Until a new version of Smiths Medical's Medfusion 4000 Wireless Syringe Infusion Pump is issued in January 2018, its operators should be wary of eight vulnerabilities that can be remotely exploited to gain access to the device and compromise its functionality.
Health care professionals use the pump in acute care facilities to deliver small doses of medication to patients from a variety of syringe sizes.

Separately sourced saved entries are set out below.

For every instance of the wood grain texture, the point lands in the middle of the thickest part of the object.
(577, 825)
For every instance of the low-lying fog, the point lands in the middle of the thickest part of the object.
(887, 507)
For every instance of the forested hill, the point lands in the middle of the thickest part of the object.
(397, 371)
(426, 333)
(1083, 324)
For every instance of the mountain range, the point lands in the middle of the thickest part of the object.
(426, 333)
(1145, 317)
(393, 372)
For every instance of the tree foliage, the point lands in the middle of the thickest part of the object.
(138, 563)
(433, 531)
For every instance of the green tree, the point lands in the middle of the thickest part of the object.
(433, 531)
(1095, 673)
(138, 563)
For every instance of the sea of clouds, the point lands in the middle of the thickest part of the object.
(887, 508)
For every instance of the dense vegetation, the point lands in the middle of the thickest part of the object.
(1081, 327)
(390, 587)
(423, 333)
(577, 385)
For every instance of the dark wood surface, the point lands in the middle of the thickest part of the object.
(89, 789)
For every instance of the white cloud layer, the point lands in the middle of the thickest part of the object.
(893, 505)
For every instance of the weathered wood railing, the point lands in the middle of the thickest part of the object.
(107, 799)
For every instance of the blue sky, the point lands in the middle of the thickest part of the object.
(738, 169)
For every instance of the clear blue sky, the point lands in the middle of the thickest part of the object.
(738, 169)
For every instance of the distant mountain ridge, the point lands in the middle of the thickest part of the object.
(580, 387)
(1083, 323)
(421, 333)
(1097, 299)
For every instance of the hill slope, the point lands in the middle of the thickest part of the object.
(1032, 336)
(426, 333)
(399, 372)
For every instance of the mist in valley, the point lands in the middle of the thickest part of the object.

Crediting independent researcher Scott Gayou with the bugs' discovery, the ICS-CERT reported in an advisory last week that attackers "with high skill" can leverage the flaws to sabotage the pump's communications module and therapeutic module, despite the segmented design of the device.
Found in versions 1.1, 1.5, and 1.6 of the pump, the flaws consist of a buffer overflow in a third-party component (CVE-2017-12718), an out-of-bounds read in a third-party component (CVE-2017-12722), the use of hard-coded credentials in the FTP server (CVE-2017-12724) and while automatically establishing a wireless network connection (CVE-2017-12725), improper access control in the pump's FTP server (CVE-2017-12720), use of a hard-coded password by Telnet (CVE-2017-12726), improper certificate validation that can enable a man-in-the-middle attack (CVE-2017-12721), and the storage of accessible passwords within the configuration file (CVE-2017-12723).
The ICS-CERT, which operates within the Department of Homeland Security's National Cybersecurity and Communications Integration Center (NCCIC), and Plymouth, Minn.-based Smiths Medical have recommended several defensive measures to protect against the threat of an exploit until the new product version 1.6.1 of the pump is released. All of these recommendations are listed within the advisory.